Hätte die Wahl am Buffet stattgefunden, die Grünen hätten die Absolute erreichen müssen. Während die restlichen Parteien ihren Funktionären irgendetwas zwischen Würstel, Schweinsbraten und Nüssen kredenzten, konnten die Grünen ihre Trauer wahlweise mit Thai-Hühnercurry, veganem Kichererbsencurry, Kartoffel-Kürbis-Gulasch, Linsensuppe und Würsteln hinunterschlucken.

Stefan Apfl, Ingrid Brodnig, Nina Horaczek, Florian Klenk, Julia Ortner und Barbara Tóth kamen erst gar nicht zum Essen, sondern hirschten am Sonntagabend von Parteizelt zu Parteizelt, um herauszufinden, wie (un)realistisch eine rot-grüne Koalition in Wien ist und wer für die erstarkte FPÖ in den Wiener Gemeinderat einziehen wird.

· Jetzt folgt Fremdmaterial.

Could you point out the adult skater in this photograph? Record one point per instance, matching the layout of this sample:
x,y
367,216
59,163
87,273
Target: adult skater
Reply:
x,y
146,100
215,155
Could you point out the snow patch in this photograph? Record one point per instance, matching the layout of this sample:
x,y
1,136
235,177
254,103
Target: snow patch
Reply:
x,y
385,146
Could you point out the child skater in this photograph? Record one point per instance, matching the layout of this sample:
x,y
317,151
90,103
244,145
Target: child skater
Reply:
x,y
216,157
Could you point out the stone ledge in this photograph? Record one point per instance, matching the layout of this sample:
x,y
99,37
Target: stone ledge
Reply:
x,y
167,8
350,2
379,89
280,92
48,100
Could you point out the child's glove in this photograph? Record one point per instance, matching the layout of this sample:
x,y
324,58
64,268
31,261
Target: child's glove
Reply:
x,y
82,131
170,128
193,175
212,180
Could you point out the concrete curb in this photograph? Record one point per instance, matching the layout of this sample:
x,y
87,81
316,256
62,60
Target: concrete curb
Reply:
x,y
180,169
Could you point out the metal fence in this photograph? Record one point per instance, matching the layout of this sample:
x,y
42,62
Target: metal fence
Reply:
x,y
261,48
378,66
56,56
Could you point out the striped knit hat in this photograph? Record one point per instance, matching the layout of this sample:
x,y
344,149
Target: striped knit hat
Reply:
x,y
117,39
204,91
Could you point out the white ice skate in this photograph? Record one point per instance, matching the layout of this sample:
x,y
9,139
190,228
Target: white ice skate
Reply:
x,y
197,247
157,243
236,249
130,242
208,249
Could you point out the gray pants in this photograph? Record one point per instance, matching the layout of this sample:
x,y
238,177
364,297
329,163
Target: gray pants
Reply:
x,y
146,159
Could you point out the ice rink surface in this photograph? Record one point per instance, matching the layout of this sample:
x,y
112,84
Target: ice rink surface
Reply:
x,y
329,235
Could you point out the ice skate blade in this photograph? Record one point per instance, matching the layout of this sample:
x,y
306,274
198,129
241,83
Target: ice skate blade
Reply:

Das Feuilleton verspricht diese Woche hingegen absolute Politikfreiheit. Carsten Fastner interviewte den neuen Generalmusikdirektor der Staatsoper, Franz Welser-Möst, Wolfgang Kralicek sah sich 100 Jahre Wiener Kammerspiele an, und Sigrid Löffler widmet sich dem diesjährigen Literaturnobelpreisträger Mario Vargas Llosa.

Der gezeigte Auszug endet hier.